The system includes A) the Sensor; B) the Transmitter and C) the mobile app. The system is designed to use the internet to connect to a cloud-based application for continuous monitoring. All of these components work together to provide sensor glucose values, trends, and alerts to a user’s mobile device within 20 milliseconds. Ms. Katherine Tweden, the sponsor’s vice president of clinical sciences notes, “This is the first study in the U.S. in which study participants are implanted with a single sensor, which will produce accurate continuous glucose measurements for up to half a year.” Ms. Tweden commented “We expect to have the full data for analysis at the end of the first quarter of 2020 for submission to the FDA later that year.”

Eversense has inked a deal with Glooko, a diabetes data management platform, so that the two can connect Eversense CGM directly from the Senseonics Cloud.

Who is Senseonics?

Based in Germantown, MD, Senseonics is a medical device startup developing transformative glucose monitoring products intended to enable people with diabetes to confidently live their lives with ease the company reports on their LinkedIn description. They note that by utilizing breakthrough fluorescence sensing technology, the Senseonics continues glucose monitoring (“CGM) system is being designed to be the first fully implantable CGM that is highly accurate throughout its long sensor life.

Senseonics was founded in 1996 and went public in 2016. Trialsite News estimates their number of employees to be between 250 and 300. Their stock price is incredibly depressed as more investors have sold than bought. Why? It would appear that their anticipated market is not as robust as they would have liked but the U.S. study could change this.


Their current market capitalization is $191.6 million on projected $20.3 million in revenue, according to Yahoo Finance. The problem—their EBITDA projection is a loss of $114.4 million and they only have $65 million cash in the bank. As a publicly traded company, they have the ability to raise more capital than a privately held concern, but the numbers are challenging. The management believes there will be greater adoption of the system and, hence, drive the momentum positive moving forward.

This positive trend will be driven, if in fact it occurs, by a direct sales force the management is presently building. It consists of regional and district managers, medical educators, and a customer care organization to support the continued commercialization of the product in the United States to meet its target of an estimated 2,100 endocrinologist, active and diabetes-focused, in America. This sales force will be costly, but it is also the only real way for Senseonics to take destiny in their own hands and achieve break-even and thereafter, profitability.

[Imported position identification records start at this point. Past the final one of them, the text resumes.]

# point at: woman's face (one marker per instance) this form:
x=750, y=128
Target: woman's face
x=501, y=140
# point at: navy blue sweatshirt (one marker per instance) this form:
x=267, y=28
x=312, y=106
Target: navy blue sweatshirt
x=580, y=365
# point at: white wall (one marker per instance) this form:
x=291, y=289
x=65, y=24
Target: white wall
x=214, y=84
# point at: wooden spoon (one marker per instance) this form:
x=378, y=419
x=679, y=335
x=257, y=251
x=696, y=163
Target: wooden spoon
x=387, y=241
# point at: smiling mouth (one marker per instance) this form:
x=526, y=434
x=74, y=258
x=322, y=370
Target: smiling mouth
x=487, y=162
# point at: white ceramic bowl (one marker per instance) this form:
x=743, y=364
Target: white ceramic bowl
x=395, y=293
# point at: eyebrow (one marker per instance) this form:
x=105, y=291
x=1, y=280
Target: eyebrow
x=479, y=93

Lead Research/Investigator

Satish Garg, MD, Barbara Davis Center, University of Colorado, School of Medicine

Call to Action: If you or a loved one is a diabetic and interested in this approach to glucose monitoring, it might makes sense to monitor this study. TrialSite News will continue to watch for updates, and you can sign up with the newsletter to see these. For investors, this stock is incredibly cheap; however, it would appear to be very risky. Our real question: assuming the product works very well, what percentage of diabetics would be interested in switching from traditional glucose monitoring to have an implanted sensor and essentially be connected via internet to a cloud-based monitoring application? Possibly a lot, as this represents where health care is going—real time understanding of vital indicators.